Today's check-in with my oncologist meant a noon visit to the UCSF clinic in the city. Having juggled my schedule with very supportive colleagues, I left my students with familiar teachers rather than a substitute and got in the car at 11 to head south down the 101. Many positives came to mind as I headed in for this let's-hope-it's-banal visit:
- I am feeling just fine. No symptoms prompted this trip.
- This commute is even closer than that familiar trek to VCU - and of course - I reap the happiness that comes from traversing the Golden Gate, viewing the crystal clear city from the Marin Headlands, and taking in the great architecture as I head up to Parnassus Heights.

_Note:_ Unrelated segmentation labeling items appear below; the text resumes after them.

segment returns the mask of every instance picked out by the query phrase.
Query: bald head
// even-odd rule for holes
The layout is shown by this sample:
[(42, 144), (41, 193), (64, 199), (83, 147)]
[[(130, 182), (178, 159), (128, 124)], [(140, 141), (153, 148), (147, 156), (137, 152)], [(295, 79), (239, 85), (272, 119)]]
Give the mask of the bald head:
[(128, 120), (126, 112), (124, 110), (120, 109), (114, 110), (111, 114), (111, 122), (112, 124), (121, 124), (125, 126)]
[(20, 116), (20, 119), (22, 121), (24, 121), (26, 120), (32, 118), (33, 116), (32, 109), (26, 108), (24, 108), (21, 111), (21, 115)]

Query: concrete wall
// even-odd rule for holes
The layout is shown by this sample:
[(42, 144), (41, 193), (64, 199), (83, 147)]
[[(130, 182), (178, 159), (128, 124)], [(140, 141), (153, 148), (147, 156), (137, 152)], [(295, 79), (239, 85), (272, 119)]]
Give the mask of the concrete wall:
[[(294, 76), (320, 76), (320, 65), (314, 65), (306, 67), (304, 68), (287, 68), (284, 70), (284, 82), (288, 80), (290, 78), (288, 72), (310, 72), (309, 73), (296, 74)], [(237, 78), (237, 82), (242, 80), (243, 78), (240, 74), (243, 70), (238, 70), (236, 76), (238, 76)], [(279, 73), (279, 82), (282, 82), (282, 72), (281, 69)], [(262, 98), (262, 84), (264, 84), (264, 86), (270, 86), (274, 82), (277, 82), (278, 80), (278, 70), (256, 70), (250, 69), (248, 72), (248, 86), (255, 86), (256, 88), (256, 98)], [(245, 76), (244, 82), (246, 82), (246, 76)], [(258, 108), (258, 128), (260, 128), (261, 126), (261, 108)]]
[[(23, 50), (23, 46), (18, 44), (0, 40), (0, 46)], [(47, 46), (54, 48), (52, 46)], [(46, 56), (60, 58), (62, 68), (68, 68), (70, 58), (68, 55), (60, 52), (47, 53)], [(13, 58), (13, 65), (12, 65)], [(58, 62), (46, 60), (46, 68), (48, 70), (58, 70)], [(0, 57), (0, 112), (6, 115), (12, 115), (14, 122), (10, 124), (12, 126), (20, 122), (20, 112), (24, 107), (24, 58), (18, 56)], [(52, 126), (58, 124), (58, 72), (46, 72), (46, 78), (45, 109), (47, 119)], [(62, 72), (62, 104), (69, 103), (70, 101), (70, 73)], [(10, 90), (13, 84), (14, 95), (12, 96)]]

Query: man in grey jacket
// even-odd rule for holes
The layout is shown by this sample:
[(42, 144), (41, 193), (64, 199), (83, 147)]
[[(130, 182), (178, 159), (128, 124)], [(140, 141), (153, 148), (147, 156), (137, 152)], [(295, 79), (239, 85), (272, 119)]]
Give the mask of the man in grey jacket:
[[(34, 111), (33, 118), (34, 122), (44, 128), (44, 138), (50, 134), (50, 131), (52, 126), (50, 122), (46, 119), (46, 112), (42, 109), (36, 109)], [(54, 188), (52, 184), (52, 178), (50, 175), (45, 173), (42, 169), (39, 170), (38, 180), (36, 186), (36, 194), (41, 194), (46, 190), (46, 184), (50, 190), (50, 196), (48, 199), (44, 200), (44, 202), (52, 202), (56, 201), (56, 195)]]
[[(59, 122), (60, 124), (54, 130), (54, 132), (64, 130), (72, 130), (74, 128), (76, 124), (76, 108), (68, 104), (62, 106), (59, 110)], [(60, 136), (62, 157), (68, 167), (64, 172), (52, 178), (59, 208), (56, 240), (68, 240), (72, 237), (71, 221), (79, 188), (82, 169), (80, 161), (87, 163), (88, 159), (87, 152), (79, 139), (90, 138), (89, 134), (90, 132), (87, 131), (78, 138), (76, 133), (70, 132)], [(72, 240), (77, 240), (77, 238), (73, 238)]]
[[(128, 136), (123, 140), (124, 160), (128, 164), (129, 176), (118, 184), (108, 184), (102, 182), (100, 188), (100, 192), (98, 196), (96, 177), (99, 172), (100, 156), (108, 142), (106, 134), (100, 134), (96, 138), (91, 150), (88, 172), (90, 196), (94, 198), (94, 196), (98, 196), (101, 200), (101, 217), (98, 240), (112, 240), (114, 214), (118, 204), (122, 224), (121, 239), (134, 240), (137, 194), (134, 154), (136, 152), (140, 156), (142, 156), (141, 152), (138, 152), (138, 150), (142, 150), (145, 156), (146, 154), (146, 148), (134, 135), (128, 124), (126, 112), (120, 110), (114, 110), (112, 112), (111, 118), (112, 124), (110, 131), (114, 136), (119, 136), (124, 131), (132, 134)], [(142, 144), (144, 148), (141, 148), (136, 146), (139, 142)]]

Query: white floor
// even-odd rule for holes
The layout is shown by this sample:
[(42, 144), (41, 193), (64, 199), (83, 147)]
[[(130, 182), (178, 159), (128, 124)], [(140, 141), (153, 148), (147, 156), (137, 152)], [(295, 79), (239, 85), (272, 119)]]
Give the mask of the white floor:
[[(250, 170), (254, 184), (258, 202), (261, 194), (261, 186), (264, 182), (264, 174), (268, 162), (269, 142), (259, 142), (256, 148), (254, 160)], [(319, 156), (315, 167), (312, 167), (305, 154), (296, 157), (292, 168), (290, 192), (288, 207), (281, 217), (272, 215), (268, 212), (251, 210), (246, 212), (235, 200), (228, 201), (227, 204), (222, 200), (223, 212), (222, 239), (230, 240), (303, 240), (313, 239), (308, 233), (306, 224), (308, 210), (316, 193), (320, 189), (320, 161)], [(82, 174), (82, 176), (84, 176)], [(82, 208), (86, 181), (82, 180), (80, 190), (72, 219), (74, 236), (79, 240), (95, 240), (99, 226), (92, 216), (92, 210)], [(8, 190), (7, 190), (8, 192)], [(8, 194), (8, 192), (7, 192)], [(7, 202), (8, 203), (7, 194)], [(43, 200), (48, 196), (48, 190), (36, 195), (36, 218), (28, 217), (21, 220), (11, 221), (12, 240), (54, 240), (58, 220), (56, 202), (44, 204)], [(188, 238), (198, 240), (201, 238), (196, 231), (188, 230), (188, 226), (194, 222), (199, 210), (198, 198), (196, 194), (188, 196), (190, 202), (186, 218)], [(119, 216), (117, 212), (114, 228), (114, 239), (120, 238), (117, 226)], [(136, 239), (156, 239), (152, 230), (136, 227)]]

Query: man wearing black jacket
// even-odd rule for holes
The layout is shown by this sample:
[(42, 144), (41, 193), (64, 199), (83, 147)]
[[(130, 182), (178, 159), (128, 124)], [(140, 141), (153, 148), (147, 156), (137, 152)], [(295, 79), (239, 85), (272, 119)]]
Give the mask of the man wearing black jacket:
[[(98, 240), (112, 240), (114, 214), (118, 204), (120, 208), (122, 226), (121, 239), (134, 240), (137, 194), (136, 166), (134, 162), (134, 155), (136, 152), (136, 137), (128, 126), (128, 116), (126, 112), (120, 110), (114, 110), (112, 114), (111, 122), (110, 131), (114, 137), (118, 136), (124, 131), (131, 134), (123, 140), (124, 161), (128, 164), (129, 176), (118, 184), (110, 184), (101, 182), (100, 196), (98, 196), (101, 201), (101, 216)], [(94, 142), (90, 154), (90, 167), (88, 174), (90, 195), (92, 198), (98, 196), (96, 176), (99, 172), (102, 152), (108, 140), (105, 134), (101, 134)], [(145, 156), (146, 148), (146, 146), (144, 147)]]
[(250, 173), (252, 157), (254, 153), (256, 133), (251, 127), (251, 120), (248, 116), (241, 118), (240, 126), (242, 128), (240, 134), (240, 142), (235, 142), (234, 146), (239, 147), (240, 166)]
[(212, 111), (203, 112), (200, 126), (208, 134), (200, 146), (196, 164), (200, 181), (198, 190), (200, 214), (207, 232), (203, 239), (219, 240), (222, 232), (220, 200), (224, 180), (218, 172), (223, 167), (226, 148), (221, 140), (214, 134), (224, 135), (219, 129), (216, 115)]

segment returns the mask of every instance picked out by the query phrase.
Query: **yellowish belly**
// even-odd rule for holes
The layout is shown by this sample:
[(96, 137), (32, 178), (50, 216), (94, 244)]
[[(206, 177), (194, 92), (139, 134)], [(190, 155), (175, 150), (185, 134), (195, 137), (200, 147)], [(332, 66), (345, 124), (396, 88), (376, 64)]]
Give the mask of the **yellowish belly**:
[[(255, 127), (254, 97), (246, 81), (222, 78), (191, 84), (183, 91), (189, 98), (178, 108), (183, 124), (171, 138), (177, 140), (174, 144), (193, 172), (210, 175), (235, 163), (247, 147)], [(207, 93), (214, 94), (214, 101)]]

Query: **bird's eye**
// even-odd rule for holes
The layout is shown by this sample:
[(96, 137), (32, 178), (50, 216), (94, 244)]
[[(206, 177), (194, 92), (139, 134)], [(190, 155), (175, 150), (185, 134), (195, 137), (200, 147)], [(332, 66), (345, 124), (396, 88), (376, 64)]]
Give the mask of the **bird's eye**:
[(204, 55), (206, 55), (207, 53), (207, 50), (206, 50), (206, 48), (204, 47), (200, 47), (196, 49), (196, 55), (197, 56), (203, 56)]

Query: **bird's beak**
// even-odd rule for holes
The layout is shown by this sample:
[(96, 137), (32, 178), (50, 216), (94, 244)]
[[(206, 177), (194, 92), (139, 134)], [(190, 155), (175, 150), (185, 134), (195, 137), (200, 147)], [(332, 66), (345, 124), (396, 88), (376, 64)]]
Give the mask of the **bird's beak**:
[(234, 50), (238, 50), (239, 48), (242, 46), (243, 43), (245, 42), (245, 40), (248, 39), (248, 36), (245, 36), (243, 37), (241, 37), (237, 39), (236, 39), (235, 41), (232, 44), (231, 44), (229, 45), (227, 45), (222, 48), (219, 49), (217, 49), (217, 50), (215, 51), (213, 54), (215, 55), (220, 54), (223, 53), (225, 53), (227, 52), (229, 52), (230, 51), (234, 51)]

- Every month ... week ... day! ... that passes without relapse brings me a bit more hope that this dread lymphoma might have proven defeatable or might be banished once again if it does indeed recur.
In anticipation of those scans, we discussed possible options IF the scans continue to be clear. At that point, I may go to scans every 6 months and will have the option of having my port removed. Hmmmm.... my love / hate relationship with the port continues. Yes, I want it OUT. Who wants a foreign object in their body with a direct link to your aorta? However, once it's out, I cannot imagine how devastating it would be to have to get it reimplanted for treatment in case of a relapse. Relapse made real. I need to think this option through carefully.... but let's get another clean scan first.